I began trying to replicate Megabyte with many sculpted forms, seeking to duplicate the shapes... and quickly ran into a wall. Without extensive 3D modeling (Blender or 3D Max or the like) I wouldn't be able to be exact, and it wasn't guaranteed even then, owing to the problems with replicating such a shape, viewed only from photographs.
I sat with him for awhile, clumsily finished and awkwardly placed, through the holiday uproar and just let the sculpture work on my awareness from the peripheral. My breakthrough came when I realized I did not want to replicate Megabyte; I wanted to give him the life that only SL can!
Now things went much better. I junked the sculpted forms and started using regular prims.
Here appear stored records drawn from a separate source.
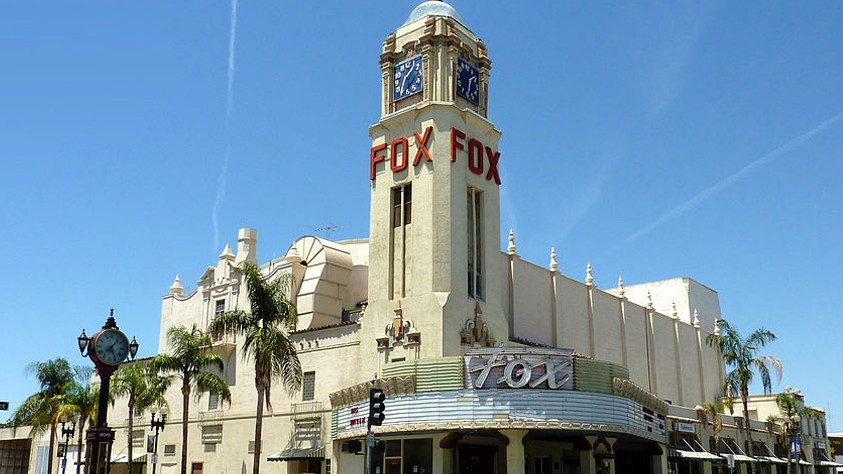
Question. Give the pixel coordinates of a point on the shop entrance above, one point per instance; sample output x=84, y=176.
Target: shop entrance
x=477, y=459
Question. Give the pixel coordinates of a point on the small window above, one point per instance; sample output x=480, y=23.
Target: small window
x=393, y=448
x=308, y=386
x=213, y=401
x=138, y=438
x=252, y=446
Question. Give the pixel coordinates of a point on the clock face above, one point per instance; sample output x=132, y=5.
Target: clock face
x=407, y=78
x=112, y=346
x=468, y=81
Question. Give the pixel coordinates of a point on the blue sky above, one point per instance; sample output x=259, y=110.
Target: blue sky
x=655, y=140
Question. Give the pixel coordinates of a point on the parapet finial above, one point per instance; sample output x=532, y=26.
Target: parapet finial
x=510, y=247
x=227, y=254
x=176, y=287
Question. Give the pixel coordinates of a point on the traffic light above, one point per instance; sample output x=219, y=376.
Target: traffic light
x=376, y=407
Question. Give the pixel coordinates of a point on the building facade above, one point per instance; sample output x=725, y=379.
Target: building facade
x=490, y=363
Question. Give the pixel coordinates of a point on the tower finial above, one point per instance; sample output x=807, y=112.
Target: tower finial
x=227, y=254
x=510, y=248
x=176, y=287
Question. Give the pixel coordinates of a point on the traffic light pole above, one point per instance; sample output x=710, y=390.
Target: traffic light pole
x=370, y=443
x=376, y=408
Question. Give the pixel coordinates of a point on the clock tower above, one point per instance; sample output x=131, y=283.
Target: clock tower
x=434, y=249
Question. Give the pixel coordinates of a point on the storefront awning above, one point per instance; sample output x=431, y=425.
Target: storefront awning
x=772, y=459
x=699, y=455
x=744, y=458
x=298, y=454
x=123, y=458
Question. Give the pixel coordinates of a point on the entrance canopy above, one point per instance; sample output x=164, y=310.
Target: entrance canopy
x=298, y=454
x=124, y=458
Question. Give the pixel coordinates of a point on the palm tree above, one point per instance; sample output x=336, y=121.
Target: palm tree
x=142, y=387
x=264, y=328
x=189, y=360
x=41, y=410
x=81, y=402
x=742, y=355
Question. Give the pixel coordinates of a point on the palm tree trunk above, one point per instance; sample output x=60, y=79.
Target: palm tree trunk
x=52, y=447
x=131, y=433
x=745, y=400
x=185, y=391
x=82, y=421
x=258, y=431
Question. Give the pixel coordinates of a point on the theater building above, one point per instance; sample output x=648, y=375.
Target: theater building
x=490, y=363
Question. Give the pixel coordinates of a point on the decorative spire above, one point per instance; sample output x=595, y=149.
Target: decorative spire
x=227, y=254
x=510, y=248
x=176, y=287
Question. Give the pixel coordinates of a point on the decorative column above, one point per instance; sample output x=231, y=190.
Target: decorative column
x=588, y=465
x=649, y=339
x=677, y=355
x=700, y=370
x=589, y=286
x=622, y=303
x=510, y=251
x=515, y=451
x=721, y=371
x=553, y=267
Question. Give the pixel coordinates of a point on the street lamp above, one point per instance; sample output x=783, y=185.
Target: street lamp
x=793, y=432
x=107, y=349
x=157, y=425
x=66, y=433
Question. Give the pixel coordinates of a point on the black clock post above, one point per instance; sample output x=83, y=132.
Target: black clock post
x=106, y=357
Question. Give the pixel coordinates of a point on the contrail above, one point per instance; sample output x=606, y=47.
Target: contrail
x=728, y=181
x=232, y=36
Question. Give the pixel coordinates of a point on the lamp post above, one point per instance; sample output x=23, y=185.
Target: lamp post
x=157, y=425
x=107, y=349
x=793, y=432
x=66, y=433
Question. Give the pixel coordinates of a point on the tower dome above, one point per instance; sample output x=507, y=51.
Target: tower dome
x=433, y=8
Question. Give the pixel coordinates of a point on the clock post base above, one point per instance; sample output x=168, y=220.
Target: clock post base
x=98, y=455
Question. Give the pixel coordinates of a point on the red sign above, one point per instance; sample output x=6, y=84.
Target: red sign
x=398, y=154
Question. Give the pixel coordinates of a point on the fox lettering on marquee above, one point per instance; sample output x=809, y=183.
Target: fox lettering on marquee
x=509, y=369
x=398, y=154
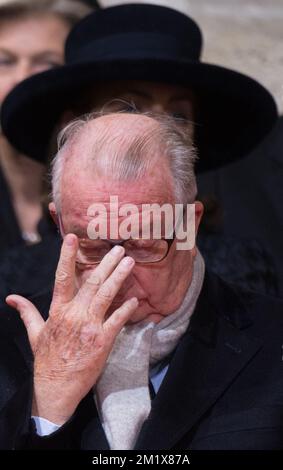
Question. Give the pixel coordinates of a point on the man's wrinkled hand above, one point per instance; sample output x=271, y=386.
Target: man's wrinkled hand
x=71, y=348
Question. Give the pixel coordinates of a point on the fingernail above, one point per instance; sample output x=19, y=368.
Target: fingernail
x=70, y=240
x=128, y=261
x=117, y=250
x=134, y=301
x=11, y=302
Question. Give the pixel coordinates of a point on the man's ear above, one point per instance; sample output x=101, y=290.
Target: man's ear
x=199, y=210
x=53, y=213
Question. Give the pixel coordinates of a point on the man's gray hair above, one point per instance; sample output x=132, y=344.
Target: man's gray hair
x=169, y=139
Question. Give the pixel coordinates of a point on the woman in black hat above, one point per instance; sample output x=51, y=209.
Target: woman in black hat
x=148, y=55
x=32, y=37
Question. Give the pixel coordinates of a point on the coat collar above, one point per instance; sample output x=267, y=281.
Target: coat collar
x=214, y=350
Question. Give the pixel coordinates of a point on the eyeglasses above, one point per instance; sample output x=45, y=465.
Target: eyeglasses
x=91, y=252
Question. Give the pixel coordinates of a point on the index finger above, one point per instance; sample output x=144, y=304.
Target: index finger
x=64, y=287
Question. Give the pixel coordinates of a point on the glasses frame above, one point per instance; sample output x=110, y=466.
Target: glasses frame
x=169, y=242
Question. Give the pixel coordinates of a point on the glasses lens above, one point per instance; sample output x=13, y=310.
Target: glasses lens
x=146, y=251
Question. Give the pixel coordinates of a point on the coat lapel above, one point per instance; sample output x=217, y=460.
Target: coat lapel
x=213, y=351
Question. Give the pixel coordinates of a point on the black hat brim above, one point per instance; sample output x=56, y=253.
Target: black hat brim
x=235, y=111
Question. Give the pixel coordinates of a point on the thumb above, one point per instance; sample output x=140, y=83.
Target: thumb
x=29, y=314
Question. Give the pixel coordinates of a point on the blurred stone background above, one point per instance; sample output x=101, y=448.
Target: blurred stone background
x=246, y=35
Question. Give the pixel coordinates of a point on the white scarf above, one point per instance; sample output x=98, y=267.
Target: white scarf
x=122, y=393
Using textures made from the photographs of Len's own work, the feel of his metals and the taste of his texturing, I started to let Megabyte live on his own. Certain things were shifted, or gently modified to fit in with the constraints of building inworld. Other things, like the wiggling ears & tail and the rolling eyes which follow you around, are features of everyday Second Life experience and worked in naturally.
The really fun part was several conversations I had with Len inworld through Jayjay's avatar, Len taking over the mic to speak to me directly as we dialogued about the piece. One thing Len said, about an "internal life" got me off onto the thought train of:
a megabyte... is a large amount of information. Inside a megabyte are many pieces of data... a hippo is a large animal... dna contains a large amount of information... memory is an internal life... an internal life encompasses the environment around it...
This got me started on the interior. Inside Megabyte, I envisioned his life, which was lived in the savannah... and so the concept was born: inside him would be a river, running through the savannah and down to a pool where two hippos play. The river represents his home, his life and the DNA connection.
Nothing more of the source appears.